Billie lifted his head. There were tears in his eyes. “Hell, Rory, I feel a thousand percent better already.”
I wished I did.
Chapter 15
With Billie’s help, I cornered Mel Corbin in his office. Even Billie’s explanation that I was in law enforcement Up North and just trying to help a friend added only a slight edge of respect to what I presumed was his customary view of women—how would she look stark naked, and how would she rate in bed?
I was, by the way, expecting a call from the local FBI office any day now about what the bleep-bleep did I think I was doing mucking around in a Florida case? A Sarasota City case? So far, it hadn’t happened. Maybe because, prior to today, only Ken Parrish had seen my badge, or maybe because I had friends with a surprising amount of influence. Meanwhile, I was almost beginning to enjoy myself. In spite of creeps like Professor Mel Corbin.
After the obligatory buttering-up—“You have such an interesting face, Ms. Travis. You really should pose for the portrait class”—Mel Corbin folded his hands on his desk, fixed on a smarmy smile, and said, “Now tell me, my dear, how may I help you?”
Having Billie flatten him would have helped my mood considerably. I unclenched my teeth and said, “I was hoping you might be able tell us something about Lydia Hewitt. Give us some idea of who might have wanted to harm her.”
“Poor dear child.” Professor Corbin heaved an elaborate sigh. “So young, so lovely. But I’ve told the police all I know. She didn’t have an enemy in the world. And, I assure you, I didn’t do it. I was giving a lecture at a conference in Orlando that night. That’s been thoroughly checked. Iron-clad alibi, Ms. Travis. Absolutely iron-clad.”
Unfortunately, I
believed him. Although I’d verify the alibi with Ken. My instincts are remarkably reliable, but no one’s right every time. Josh Thomas was a case in point. For all I was inclined to think him some kind of spook, he could be the orchestrator of this whole sick scenario.
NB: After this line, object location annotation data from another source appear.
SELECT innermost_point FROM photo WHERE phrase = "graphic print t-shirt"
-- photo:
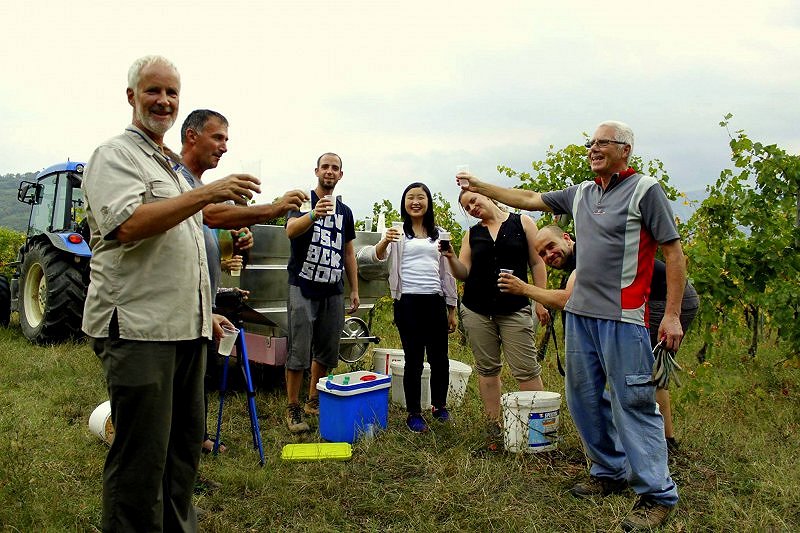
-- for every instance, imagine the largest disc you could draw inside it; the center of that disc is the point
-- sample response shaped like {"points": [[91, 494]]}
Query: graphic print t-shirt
{"points": [[317, 261]]}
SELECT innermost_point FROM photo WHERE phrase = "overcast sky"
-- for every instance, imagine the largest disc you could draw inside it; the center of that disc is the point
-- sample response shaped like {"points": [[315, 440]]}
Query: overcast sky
{"points": [[407, 90]]}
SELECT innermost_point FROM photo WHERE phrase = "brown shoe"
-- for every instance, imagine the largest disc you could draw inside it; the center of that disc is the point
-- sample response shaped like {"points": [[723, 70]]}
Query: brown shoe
{"points": [[646, 514], [294, 419], [311, 406], [598, 486]]}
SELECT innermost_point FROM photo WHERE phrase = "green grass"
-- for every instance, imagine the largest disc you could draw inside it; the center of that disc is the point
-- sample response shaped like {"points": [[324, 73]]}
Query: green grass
{"points": [[737, 423]]}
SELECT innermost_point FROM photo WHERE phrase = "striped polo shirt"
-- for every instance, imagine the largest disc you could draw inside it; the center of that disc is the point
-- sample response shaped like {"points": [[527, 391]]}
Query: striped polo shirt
{"points": [[619, 229]]}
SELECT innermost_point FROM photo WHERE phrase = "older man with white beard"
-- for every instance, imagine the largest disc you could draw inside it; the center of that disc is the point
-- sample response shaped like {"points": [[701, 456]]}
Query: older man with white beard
{"points": [[148, 307]]}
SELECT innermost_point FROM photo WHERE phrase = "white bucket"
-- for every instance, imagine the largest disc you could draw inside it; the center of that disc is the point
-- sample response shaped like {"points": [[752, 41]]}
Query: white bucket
{"points": [[530, 421], [382, 359], [100, 422], [399, 395], [459, 376]]}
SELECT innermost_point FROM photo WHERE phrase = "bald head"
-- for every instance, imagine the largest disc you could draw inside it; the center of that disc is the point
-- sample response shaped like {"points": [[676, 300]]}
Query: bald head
{"points": [[553, 245]]}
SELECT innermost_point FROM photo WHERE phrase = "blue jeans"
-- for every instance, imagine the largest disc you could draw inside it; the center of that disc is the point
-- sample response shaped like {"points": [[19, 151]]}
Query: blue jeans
{"points": [[612, 401]]}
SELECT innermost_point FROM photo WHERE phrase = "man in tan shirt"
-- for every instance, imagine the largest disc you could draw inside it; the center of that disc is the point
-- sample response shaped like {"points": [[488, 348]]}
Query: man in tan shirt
{"points": [[148, 307]]}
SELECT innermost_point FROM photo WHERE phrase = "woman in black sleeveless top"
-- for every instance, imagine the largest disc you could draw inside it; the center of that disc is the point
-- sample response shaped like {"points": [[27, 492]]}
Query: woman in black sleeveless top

I pulled myself back to the problem at hand. Corbin was still wearing his unctuous smile. “There’s a suite of rooms on the fourth floor of the museum,” I said. “Did you ever go up there with Lydia?”
His smile faded a bit. He bent his head, then peered up at me with what I can only describe by using that old expression “bedroom eyes.” Mel Corbin might not have killed Lydia, but it’s likely his effect on some women was almost as lethal. I wasn’t one of them. “Well, did you?” I persisted.
He shrugged. “Sure. It was convenient. We both had security clearance. The view, the whole ambiance thing was great. And we got a real charge out of having the whole museum to ourselves after hours.”
“And nobody knew?”
Corbin waggled his hand back and forth. “I’m not sure. The aerie was not exactly a secret. I’m sure you understand people of our kind don’t pry.” He looked so self-righteous, my temper flared another notch.
“Did you ever see anyone else when you were there after hours? Or did they see you?”
He threw back his head and actually laughed out loud. Surprised, I could only stare at him. Laughter was too natural an emotion for someone like Mel Corbin.
“Oh my, yes.” He leaned back in his chair, still chuckling. I could tell he was hoping to be able to disconcert the female cop who was attempting to be businesslike in spite of looking as if she’d just lost a battle with a pack of dogs. “In delicto and quite flagrante,” he said. “Them, not us,” he added hastily.
Beside me, I heard Billie suck in his breath. The more people wandering around the Bellman after hours, the better for Billie Hamlin and his alibi, which consisted of nothing more than trespassing, theft, and a pile of golf balls.